The Ministry of Defence is also rolling out the Sampurna digital procurement management system to streamline contract lifecycles and payment tracking across acquisition. The ETAI Framework provides the governance foundation for those future evaluation standards by defining the principles for trustworthy deployment (Press Information Bureau, 17 October 2024). Together, the budget signal and the procurement architecture shape how aerial mapping and other AI-heavy capability categories enter fielded service.
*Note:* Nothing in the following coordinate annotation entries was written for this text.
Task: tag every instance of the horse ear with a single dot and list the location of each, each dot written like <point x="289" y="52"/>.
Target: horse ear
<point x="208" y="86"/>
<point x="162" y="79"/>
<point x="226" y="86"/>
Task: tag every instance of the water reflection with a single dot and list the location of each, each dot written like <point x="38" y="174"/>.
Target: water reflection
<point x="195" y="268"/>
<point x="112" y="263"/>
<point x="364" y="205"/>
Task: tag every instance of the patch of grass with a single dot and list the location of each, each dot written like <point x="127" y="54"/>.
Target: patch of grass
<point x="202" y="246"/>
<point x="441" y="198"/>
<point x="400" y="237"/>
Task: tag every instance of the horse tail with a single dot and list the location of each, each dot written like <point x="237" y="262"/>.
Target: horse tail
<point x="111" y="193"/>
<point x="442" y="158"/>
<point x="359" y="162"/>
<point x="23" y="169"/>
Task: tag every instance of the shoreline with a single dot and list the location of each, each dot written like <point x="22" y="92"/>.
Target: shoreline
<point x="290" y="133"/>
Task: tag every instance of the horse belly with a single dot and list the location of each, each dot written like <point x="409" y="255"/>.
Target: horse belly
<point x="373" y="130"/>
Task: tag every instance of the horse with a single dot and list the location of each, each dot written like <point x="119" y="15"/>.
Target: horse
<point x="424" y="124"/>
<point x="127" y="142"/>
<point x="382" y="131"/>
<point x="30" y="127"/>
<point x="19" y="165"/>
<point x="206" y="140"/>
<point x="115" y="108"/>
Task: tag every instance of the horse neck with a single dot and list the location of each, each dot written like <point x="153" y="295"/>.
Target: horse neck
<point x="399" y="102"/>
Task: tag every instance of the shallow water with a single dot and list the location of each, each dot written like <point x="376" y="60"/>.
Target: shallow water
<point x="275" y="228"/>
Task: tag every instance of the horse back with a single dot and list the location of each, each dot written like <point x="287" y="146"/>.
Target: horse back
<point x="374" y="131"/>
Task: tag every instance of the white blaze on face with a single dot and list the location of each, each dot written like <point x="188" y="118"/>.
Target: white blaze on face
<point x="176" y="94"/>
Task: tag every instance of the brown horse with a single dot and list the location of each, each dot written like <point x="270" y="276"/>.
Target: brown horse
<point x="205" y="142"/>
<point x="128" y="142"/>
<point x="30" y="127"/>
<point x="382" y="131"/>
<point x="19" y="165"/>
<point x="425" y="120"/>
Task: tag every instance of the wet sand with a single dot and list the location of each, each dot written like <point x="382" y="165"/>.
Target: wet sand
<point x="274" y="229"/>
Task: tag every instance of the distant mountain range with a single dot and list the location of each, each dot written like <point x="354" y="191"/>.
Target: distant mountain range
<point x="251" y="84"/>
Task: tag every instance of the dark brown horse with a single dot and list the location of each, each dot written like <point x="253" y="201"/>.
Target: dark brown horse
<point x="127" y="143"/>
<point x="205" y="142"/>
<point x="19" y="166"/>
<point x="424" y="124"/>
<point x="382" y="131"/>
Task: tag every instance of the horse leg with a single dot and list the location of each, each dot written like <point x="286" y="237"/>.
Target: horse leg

Scaling AI capability toward Viksit Bharat

The India AI Impact Summit at Bharat Mandapam from 16 to 20 February 2026 marked an inflection point in India's defence AI journey. Earlier discussion focused on research and experimentation. The summit shifted attention toward operational deployment, governance and national capability development (Press Information Bureau, 16 February 2026).

Defence AI does not develop in isolation. It intersects with semiconductor manufacturing, secure cloud infrastructure, high-performance computing, cyber resilience, communications networks and advanced sensors. Progress in one domain strengthens capability across the entire defence technology ecosystem, and the industry hub map covers the adjacent verticals feeding the same base.

For defence organisations, the next stage is integration. Individual AI applications matter less than their ability to exchange information across platforms, domains and command networks. Computer vision systems must integrate with sensor fusion engines. Mission planning tools must exchange information with logistics platforms.

The ETAI Framework provides the governance model for that transition. As more AI-enabled capabilities enter operational service, evaluation standards will matter as much as algorithms. Reliability, transparency, cybersecurity and human accountability will determine whether the fiscal signal converts into fielded capability and whether the doctrine-institutions-deployment triad delivers on Viksit Bharat.

The defining engineering challenge for the next generation of Indian autonomous defence systems is not building capable AI. It is building AI that can be trusted, integrated and fielded at scale. The next phase of Indian defence modernisation will be defined by how effectively trusted AI is embedded inside General Staff Qualitative Requirements. That embedding will determine whether the ₹2.19 lakh crore capital outlay approved on 1 February 2026 converts into fielded capability rather than announced pilots.